No último 23 de agosto, Come Ananás mostrou que as visitas que Walter Delgatti diz ter feito ao Ministério da Defesa teriam acontecido durante a realização, sob o guarda-chuva da Defesa, da edição de 2022 do Exercício Guardião Cibernético, de ataques hackers fictícios do tipo Capture The Flag (CTF) e atividades de Problemas Cibernéticos Simulados (PCS).
Realizado anualmente desde 2018, o Exercício Guardião Cibernético é considerado o maior exercício de guerra cibernética do Hemisfério Sul e tem o EMCFA como uma das estruturas participantes, a nível estratégico.

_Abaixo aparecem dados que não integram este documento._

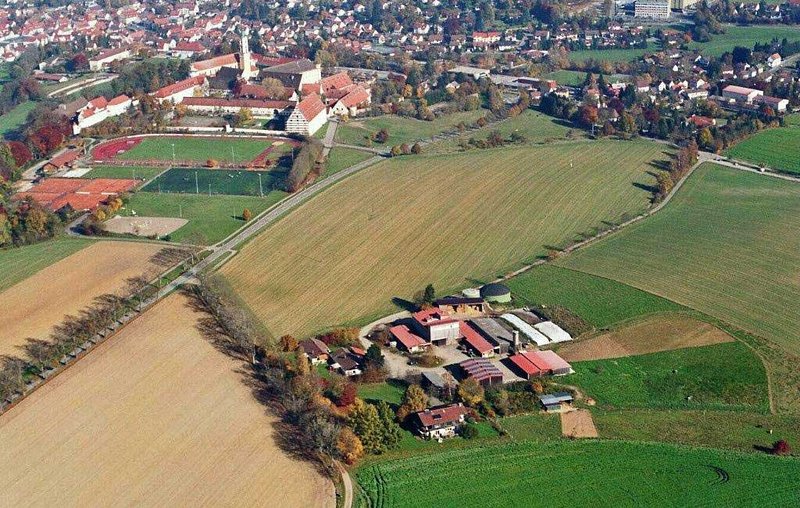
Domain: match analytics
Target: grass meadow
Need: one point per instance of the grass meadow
(198, 149)
(211, 219)
(401, 129)
(17, 264)
(725, 245)
(776, 148)
(576, 473)
(450, 220)
(722, 376)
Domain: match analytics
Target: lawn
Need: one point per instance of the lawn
(342, 158)
(453, 221)
(211, 219)
(137, 172)
(216, 181)
(198, 149)
(722, 376)
(19, 263)
(401, 129)
(581, 473)
(776, 148)
(726, 245)
(746, 36)
(14, 119)
(599, 301)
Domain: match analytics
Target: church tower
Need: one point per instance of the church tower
(245, 60)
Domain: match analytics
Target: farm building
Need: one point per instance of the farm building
(440, 422)
(462, 305)
(555, 402)
(315, 350)
(437, 327)
(533, 364)
(475, 342)
(496, 293)
(408, 341)
(482, 371)
(495, 333)
(553, 332)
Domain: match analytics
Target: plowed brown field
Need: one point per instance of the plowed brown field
(154, 416)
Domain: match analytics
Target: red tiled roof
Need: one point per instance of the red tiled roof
(405, 337)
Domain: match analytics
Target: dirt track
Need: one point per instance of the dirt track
(650, 336)
(154, 416)
(32, 307)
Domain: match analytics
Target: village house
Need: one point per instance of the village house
(440, 422)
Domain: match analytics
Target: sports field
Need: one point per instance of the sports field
(154, 416)
(33, 306)
(401, 129)
(198, 149)
(721, 376)
(211, 219)
(581, 473)
(725, 245)
(19, 263)
(448, 220)
(776, 148)
(215, 181)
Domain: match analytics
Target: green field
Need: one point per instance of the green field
(449, 220)
(19, 263)
(581, 473)
(211, 219)
(601, 302)
(726, 245)
(215, 182)
(401, 129)
(775, 148)
(722, 376)
(146, 173)
(342, 158)
(746, 36)
(200, 149)
(12, 120)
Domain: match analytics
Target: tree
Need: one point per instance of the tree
(288, 343)
(349, 446)
(414, 399)
(470, 391)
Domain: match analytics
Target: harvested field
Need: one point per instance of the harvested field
(448, 220)
(144, 226)
(156, 416)
(578, 424)
(656, 334)
(33, 306)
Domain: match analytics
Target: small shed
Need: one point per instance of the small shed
(496, 293)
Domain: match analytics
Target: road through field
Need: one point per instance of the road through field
(33, 306)
(155, 416)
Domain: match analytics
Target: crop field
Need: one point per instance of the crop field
(775, 148)
(211, 219)
(581, 473)
(448, 220)
(599, 301)
(402, 129)
(652, 335)
(14, 119)
(154, 416)
(725, 245)
(20, 263)
(33, 306)
(722, 376)
(215, 182)
(198, 149)
(146, 173)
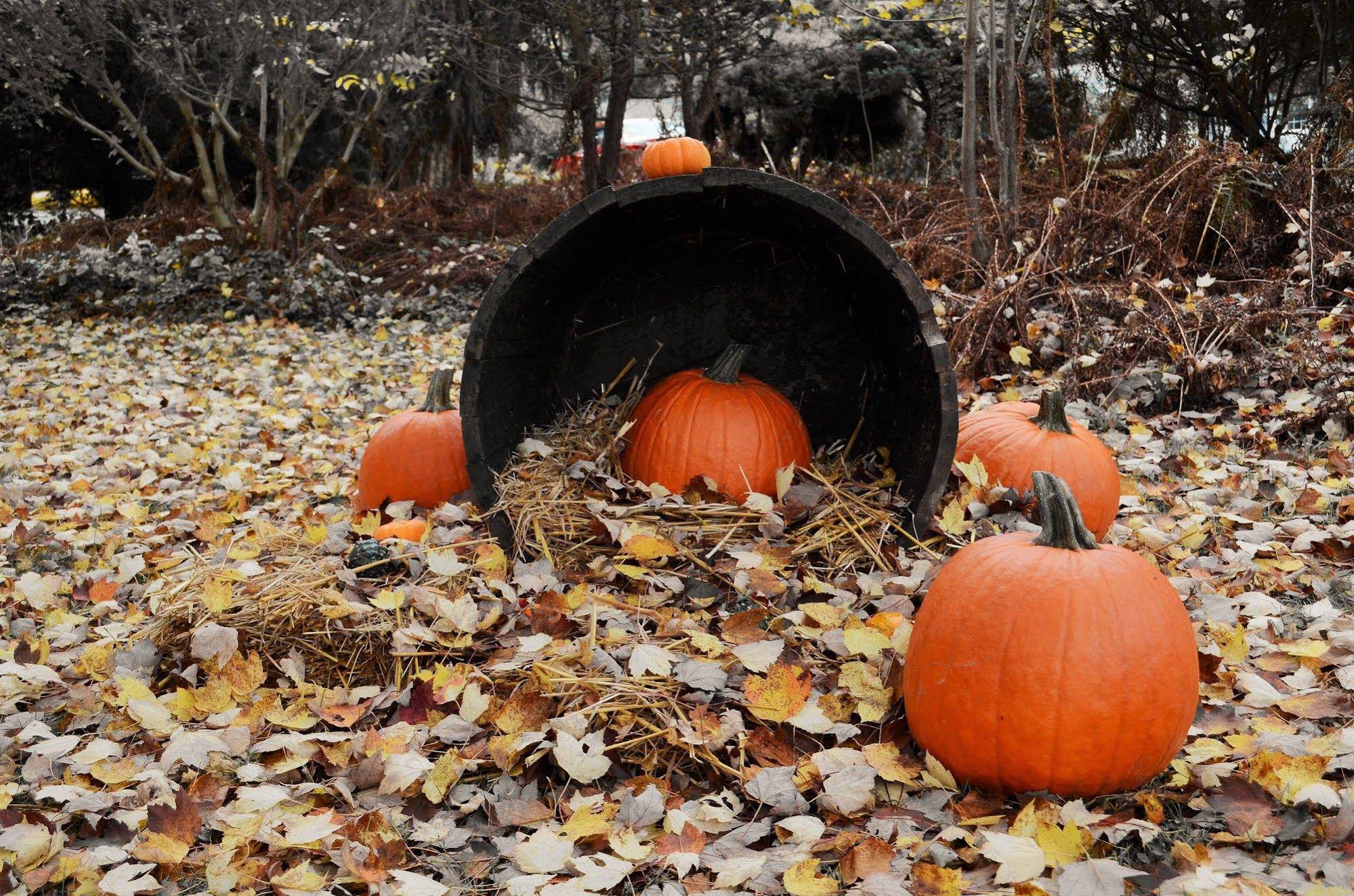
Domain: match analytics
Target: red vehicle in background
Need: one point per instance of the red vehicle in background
(635, 134)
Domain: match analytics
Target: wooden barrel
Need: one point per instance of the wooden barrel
(679, 267)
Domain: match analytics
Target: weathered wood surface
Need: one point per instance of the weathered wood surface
(673, 270)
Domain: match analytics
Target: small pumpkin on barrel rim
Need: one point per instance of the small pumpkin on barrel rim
(1053, 662)
(1015, 439)
(675, 156)
(416, 455)
(719, 424)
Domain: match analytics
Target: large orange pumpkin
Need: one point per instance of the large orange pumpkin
(1015, 439)
(719, 424)
(1051, 662)
(675, 156)
(416, 455)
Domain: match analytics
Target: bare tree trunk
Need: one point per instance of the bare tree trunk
(585, 98)
(622, 77)
(1011, 125)
(210, 195)
(969, 138)
(260, 202)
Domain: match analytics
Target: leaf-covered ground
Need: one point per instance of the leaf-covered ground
(137, 455)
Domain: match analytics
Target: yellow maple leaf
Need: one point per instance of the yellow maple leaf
(863, 683)
(648, 547)
(802, 879)
(1286, 776)
(1231, 641)
(937, 775)
(301, 879)
(933, 880)
(589, 821)
(492, 562)
(887, 761)
(160, 849)
(291, 715)
(952, 519)
(218, 595)
(864, 639)
(389, 600)
(974, 471)
(778, 695)
(626, 845)
(443, 776)
(824, 615)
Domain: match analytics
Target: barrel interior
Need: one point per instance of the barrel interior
(667, 274)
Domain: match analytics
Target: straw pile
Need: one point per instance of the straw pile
(569, 503)
(305, 604)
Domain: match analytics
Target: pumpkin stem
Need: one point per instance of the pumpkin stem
(439, 391)
(725, 370)
(1053, 413)
(1063, 526)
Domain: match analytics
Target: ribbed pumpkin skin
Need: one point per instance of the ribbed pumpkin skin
(675, 156)
(417, 456)
(1042, 669)
(736, 433)
(1012, 448)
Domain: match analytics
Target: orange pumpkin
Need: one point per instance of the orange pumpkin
(675, 156)
(1051, 662)
(416, 455)
(1015, 439)
(719, 424)
(406, 530)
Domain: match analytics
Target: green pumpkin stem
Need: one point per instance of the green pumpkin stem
(725, 370)
(1063, 526)
(439, 391)
(1053, 413)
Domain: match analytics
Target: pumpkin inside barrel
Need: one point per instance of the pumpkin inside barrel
(664, 275)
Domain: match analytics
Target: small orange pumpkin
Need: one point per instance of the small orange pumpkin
(416, 455)
(406, 530)
(675, 156)
(719, 424)
(1015, 439)
(1051, 662)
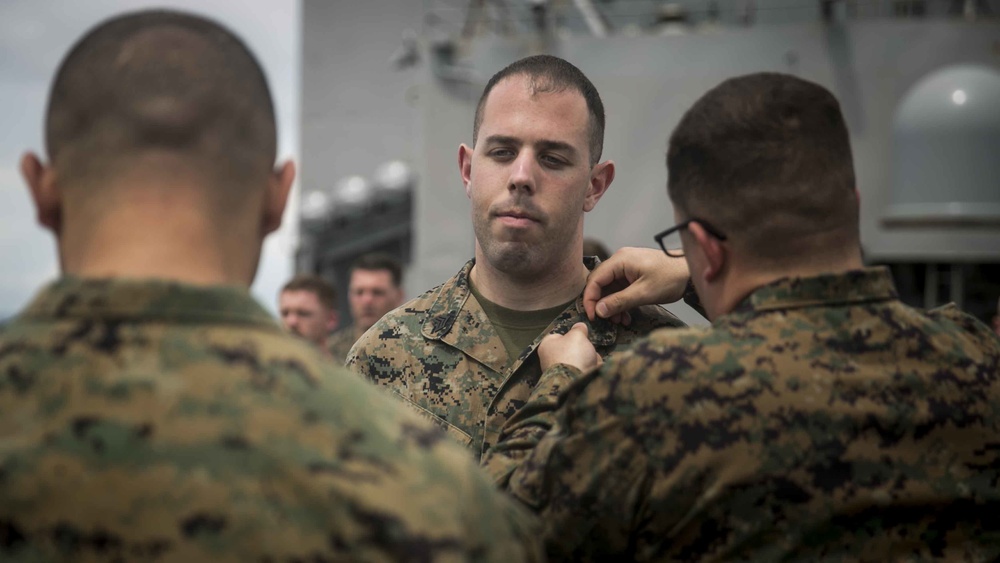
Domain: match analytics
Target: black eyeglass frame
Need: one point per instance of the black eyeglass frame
(679, 226)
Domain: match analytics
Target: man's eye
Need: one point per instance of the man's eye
(552, 161)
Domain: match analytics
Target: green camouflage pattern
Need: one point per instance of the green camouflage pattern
(156, 421)
(441, 355)
(822, 420)
(339, 344)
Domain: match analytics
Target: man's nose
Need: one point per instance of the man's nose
(523, 171)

A nível operacional, o Guardião Cibernético é conduzido pelo Comando de Defesa Cibernética (ComDCiber) do Exército. No ano passado, o ComDCiber estava sob a chefia do general Heber Garcia Portella, que foi o nome indicado por Braga Netto para representar as Forças Armadas na Comissão de Transparência das Eleições (CTE) do Tribunal Superior Eleitoral (TSE). A CTE foi criada em setembro de 2021 pelo então presidente do TSE, Luis Roberto Barroso, como tentativa de refrear os ataques de Jair Bolsonaro – e dos militares – à credibilidade do processo eleitoral.

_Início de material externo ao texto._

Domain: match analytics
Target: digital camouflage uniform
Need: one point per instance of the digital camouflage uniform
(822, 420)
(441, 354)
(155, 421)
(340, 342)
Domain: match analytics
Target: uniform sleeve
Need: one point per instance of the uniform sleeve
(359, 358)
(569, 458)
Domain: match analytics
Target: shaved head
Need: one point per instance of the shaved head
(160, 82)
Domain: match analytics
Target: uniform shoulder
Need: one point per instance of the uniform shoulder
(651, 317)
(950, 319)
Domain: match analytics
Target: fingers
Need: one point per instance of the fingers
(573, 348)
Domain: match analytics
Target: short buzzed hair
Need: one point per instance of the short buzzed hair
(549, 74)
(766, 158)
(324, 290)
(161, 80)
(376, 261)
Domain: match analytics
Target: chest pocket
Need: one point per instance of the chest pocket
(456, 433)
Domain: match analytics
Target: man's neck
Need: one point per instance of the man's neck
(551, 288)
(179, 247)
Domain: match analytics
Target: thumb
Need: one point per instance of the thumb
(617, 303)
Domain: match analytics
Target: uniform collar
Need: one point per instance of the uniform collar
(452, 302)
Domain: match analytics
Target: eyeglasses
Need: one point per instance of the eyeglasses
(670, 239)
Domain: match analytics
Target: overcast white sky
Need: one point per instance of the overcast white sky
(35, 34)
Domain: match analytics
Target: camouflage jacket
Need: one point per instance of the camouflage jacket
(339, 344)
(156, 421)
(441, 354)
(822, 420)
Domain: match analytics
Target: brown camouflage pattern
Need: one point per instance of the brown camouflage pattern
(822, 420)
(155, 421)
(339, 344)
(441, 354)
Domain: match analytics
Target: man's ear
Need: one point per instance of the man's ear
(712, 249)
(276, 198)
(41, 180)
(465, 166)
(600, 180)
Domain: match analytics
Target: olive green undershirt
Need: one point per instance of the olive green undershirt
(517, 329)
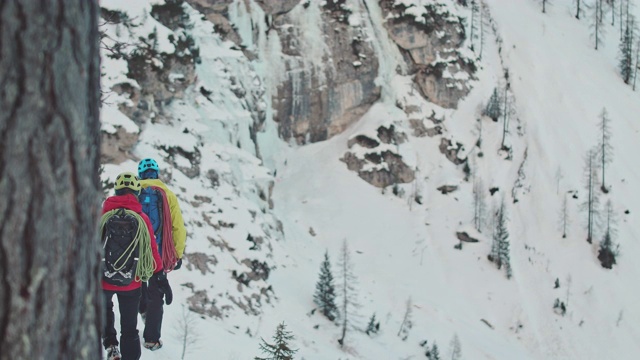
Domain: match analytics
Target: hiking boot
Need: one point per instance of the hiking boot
(113, 353)
(152, 345)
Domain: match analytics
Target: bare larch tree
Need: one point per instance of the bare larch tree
(50, 299)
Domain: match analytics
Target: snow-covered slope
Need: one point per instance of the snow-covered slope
(402, 249)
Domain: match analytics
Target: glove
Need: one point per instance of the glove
(163, 286)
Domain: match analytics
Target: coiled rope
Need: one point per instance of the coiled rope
(146, 263)
(169, 254)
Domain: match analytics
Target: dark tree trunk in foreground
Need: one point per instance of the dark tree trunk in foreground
(50, 306)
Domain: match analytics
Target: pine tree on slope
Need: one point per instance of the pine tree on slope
(280, 349)
(500, 247)
(592, 203)
(493, 108)
(626, 50)
(605, 149)
(608, 250)
(347, 292)
(325, 294)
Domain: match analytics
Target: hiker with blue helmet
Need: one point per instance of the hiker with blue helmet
(161, 205)
(130, 256)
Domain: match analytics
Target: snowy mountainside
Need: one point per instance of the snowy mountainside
(261, 213)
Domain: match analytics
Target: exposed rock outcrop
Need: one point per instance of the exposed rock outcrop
(432, 43)
(375, 161)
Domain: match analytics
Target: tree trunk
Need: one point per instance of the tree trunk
(50, 303)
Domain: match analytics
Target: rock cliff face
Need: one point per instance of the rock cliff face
(318, 94)
(376, 160)
(432, 44)
(314, 68)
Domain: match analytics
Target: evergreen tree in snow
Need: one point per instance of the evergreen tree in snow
(577, 3)
(456, 348)
(347, 292)
(636, 64)
(280, 349)
(625, 66)
(479, 204)
(544, 5)
(374, 326)
(325, 295)
(493, 108)
(605, 149)
(564, 217)
(407, 324)
(597, 23)
(500, 247)
(591, 204)
(434, 353)
(608, 249)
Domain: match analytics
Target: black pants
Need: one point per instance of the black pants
(152, 304)
(129, 339)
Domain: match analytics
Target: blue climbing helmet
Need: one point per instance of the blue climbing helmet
(145, 165)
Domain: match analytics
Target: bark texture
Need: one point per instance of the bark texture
(50, 306)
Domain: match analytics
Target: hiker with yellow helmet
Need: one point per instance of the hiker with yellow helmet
(130, 257)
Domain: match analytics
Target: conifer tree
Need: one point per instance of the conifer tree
(434, 353)
(605, 149)
(626, 50)
(591, 204)
(325, 294)
(608, 249)
(596, 25)
(564, 217)
(456, 348)
(280, 349)
(578, 9)
(407, 324)
(479, 204)
(347, 292)
(500, 248)
(493, 108)
(374, 326)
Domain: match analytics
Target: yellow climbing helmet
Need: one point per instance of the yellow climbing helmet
(128, 180)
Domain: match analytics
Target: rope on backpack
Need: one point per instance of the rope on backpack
(146, 263)
(169, 254)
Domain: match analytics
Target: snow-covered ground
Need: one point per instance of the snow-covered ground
(403, 250)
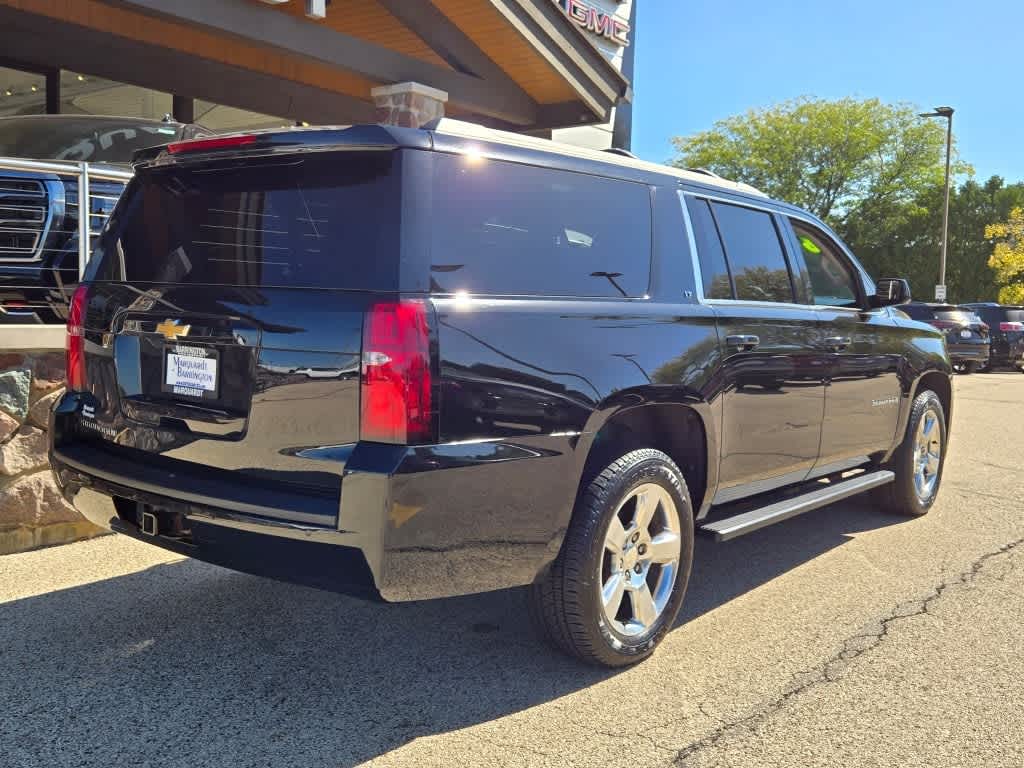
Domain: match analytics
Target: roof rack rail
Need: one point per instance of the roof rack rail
(705, 171)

Em 2022, como em 2020 e 2021, a multinacional brasileira Kryptus Segurança da Informação, que fabrica componentes de segurança das urnas eletrônicas, foi uma das empresas chamadas pelo ComDCiber para dar apoio ao Exercício Guardião Cibernético. O CEO da Kryptus, Roberto Alves Gallo Filho, também integrou a CTE, junto com o general Portella.

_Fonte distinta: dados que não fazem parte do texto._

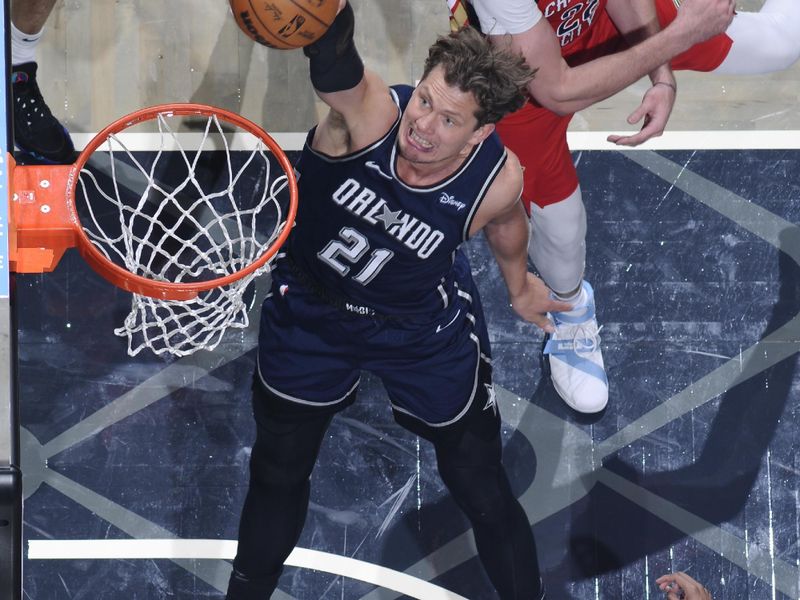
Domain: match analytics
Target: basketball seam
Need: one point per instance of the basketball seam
(310, 14)
(257, 16)
(272, 35)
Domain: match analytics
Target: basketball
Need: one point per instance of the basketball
(284, 23)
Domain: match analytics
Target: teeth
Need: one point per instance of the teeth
(420, 141)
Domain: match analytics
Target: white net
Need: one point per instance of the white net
(206, 204)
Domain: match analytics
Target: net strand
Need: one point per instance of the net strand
(184, 232)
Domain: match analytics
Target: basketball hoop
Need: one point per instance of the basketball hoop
(185, 227)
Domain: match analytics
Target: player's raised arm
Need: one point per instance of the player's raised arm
(362, 109)
(505, 225)
(564, 89)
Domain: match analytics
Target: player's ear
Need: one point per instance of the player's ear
(481, 133)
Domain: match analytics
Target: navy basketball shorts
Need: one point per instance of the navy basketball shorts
(436, 369)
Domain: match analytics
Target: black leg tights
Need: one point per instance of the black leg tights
(472, 471)
(276, 504)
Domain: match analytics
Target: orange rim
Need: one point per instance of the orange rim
(165, 290)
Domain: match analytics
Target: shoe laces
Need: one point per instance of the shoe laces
(32, 106)
(585, 337)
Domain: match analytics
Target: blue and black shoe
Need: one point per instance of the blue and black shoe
(36, 131)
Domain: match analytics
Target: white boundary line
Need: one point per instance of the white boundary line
(201, 549)
(578, 140)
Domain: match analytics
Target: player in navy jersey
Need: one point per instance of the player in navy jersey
(392, 181)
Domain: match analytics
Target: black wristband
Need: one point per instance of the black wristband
(334, 60)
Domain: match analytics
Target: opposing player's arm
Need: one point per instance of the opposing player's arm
(505, 224)
(637, 20)
(564, 89)
(362, 109)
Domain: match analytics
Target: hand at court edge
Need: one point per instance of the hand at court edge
(679, 586)
(535, 301)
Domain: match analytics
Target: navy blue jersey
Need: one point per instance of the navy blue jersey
(374, 241)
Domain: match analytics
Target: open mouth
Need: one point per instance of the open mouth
(419, 142)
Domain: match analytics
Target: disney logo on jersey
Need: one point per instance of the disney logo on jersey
(570, 19)
(449, 200)
(367, 205)
(371, 164)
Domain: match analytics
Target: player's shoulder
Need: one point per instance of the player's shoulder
(509, 180)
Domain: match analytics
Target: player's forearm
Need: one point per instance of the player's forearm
(584, 87)
(567, 89)
(508, 241)
(637, 20)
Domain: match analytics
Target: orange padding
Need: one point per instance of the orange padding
(40, 224)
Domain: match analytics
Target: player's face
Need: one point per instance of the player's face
(439, 124)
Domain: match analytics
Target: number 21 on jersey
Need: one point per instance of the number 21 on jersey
(351, 248)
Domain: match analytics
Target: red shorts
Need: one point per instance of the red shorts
(539, 137)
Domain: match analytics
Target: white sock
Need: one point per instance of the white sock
(23, 46)
(558, 242)
(577, 299)
(764, 41)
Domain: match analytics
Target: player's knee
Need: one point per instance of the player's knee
(269, 469)
(560, 227)
(480, 492)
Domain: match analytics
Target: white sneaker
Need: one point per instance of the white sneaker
(576, 361)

Assessoria de Inteligência em Defesa
A Chefia de Inteligência de Defesa, o outro órgão não abarcado pela norma regente do circuito de televisão do Ministério da Defesa, foi transformada em Assessoria de Inteligência de Defesa do Estado-Maior Conjunto das Forças Armadas logo após a edição da Instrução Normativa de 24 de fevereiro de 2022, no âmbito de alterações da estrutura organizacional do ministério feitas por meio do decreto Nº 10.998 de 15 de março de 2022.
Entre as atribuições da Assessoria de Inteligência em Defesa estão “coordenar o Sistema de Inteligência de Defesa e o Sistema de Inteligência Operacional”; “efetuar o credenciamento de segurança da administração central do Ministério da Defesa e dos órgãos a ele vinculados”; e manter interlocução com o ComDCiber e com o Comando de Comunicações e Guerra Eletrônica do Exército para utilização de produtos, entre outros, cibernéticos.
O ofício do Ministério da Defesa à CMPI do 8/1 é assinado pelo ministro José Múcio Monteiro e pelo Diretor do Departamento de Engenharia e Serviços Gerais da pasta, coronel do Exército Odilon Mazzini Junior, que é remanescente do governo de Jair Bolsonaro. Antes de assumir a diretoria na Defesa, em maio de 2021, o coronel Mazzini Junior ocupou outro cargo no governo Bolsonaro, na Secretaria-Geral da Presidência da República.
Come Ananás entrou em contato com o Ministério da Defesa para perguntar se há norma de retenção de imagens específica para a Subchefia de Comando e Controle e para a atual Assessoria de Inteligência de Defesa do EMCFA. Não houve resposta até a publicação desta reportagem.